Lucia spared him all the embarrassments of that approach As if she had divined his feeling, she turned, she came forward to meet him, she held out her hand and smiled as she would have smiled if nothing had happened.

His hand trembled visibly as it dropped from hers. He hid it in his breast pocket, where it pretended to be looking for things.

"Miss Palliser said she thought you would see me—"

"Yes, I wanted to see you; I would have sent for you if you had not come. Sit down, please."

She sat down herself, in her old place at the writing table.

He took the chair beside her and leaned back, resting his arm on the table. She turned so as to face him.

She was not so changed but that his hungry and unhappy eyes could rest on her, appeased and comforted.
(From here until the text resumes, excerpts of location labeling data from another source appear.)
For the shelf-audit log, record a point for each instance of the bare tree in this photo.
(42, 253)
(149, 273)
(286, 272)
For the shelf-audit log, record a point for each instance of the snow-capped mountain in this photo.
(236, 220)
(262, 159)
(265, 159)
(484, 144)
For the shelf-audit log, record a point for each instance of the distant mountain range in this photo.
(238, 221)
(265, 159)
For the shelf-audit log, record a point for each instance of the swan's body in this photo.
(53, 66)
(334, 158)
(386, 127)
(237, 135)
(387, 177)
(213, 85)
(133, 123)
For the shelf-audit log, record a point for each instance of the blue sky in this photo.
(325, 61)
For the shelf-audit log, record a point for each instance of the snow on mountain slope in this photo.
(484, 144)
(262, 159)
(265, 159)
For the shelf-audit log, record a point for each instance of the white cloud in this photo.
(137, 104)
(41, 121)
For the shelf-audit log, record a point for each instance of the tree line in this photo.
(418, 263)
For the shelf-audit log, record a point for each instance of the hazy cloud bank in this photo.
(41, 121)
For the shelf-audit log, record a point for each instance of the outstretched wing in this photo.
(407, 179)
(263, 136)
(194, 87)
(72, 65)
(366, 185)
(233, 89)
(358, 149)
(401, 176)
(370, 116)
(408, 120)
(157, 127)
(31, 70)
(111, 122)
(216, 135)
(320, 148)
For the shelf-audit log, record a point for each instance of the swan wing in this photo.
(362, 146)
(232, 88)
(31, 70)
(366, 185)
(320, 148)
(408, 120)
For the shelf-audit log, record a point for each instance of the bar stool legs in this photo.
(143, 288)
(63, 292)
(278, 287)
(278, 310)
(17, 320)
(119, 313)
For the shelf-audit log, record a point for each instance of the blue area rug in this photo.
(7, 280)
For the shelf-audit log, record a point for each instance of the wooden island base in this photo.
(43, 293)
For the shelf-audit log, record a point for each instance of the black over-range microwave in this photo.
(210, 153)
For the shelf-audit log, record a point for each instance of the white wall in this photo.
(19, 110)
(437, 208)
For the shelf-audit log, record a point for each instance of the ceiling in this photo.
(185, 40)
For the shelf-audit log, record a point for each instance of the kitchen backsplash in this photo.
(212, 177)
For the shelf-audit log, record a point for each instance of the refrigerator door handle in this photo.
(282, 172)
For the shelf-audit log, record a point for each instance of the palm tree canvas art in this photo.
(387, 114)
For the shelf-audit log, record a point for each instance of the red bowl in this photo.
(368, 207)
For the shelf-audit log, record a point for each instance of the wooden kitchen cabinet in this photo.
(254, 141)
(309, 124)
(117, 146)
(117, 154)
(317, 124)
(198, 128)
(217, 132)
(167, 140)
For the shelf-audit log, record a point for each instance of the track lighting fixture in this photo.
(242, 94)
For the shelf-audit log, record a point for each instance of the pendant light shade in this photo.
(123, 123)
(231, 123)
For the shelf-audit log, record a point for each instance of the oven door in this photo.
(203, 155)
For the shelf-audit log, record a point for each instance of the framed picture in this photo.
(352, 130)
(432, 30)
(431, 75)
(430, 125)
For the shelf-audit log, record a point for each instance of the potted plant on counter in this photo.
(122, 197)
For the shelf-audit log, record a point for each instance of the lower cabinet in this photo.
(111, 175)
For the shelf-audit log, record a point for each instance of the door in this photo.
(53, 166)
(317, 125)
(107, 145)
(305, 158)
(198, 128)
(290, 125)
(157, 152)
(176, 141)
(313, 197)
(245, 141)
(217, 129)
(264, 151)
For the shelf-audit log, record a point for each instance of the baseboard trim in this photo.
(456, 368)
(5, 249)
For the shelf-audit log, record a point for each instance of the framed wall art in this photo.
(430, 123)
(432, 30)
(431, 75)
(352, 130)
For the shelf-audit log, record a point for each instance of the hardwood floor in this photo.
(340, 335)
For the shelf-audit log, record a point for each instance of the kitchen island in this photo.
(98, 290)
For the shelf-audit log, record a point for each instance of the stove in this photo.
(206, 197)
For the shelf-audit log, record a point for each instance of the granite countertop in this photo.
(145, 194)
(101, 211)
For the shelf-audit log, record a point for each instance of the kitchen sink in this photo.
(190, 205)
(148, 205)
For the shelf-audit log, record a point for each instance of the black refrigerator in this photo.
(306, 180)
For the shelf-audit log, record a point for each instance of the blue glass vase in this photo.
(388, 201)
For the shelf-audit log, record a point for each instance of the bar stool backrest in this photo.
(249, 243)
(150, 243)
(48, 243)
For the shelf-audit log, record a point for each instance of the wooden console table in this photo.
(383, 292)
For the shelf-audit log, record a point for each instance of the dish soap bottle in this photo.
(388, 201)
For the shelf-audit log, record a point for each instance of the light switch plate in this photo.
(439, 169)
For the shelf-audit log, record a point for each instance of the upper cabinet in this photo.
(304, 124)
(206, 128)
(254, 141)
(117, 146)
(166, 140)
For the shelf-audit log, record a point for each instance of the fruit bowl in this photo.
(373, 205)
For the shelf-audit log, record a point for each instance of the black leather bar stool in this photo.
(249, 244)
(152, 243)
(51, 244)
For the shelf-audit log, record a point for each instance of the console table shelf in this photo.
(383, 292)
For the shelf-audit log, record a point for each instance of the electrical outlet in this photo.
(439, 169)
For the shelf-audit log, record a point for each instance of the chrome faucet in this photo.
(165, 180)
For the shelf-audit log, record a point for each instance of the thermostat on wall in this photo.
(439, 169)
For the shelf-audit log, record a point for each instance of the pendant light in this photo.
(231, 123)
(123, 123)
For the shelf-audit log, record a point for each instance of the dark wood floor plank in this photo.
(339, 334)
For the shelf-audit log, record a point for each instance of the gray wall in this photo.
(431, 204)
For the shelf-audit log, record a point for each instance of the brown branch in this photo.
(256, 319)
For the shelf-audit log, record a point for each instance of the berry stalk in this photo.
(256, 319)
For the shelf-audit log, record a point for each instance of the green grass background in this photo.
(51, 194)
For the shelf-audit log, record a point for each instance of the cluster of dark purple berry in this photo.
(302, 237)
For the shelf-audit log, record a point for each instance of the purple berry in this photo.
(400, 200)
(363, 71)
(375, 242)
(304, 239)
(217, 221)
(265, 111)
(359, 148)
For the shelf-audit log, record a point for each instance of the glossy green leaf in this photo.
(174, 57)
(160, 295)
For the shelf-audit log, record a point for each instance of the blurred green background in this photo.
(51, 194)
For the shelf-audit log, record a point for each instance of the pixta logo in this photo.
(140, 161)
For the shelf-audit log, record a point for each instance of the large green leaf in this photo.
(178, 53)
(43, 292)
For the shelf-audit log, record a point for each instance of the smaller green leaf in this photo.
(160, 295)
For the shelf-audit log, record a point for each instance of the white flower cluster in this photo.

And yet she was changed, too. Her girlhood, with all its innocence of suffering, had died in her. But the touch of that death was masterly, it had redeemed her beauty from the vagueness of its youth. Grief, that drags or sharpens or deforms the faces of older women, had given to hers the precision that it lacked. There was a faint sallow tinge in the whiteness of her skin, and her eyelids drooped as if she were tired to the point of exhaustion. He noticed, too, the pathetic tension that restrained the quivering of her mouth. It was the upper lip that trembled.

"You have been ill?" she said.

And as he answered that, "Oh, it was nothing," he was aware for the first time how very much it had been. She too was aware of it.

She expressed her concern; she hoped that they had looked after him well at the hotel.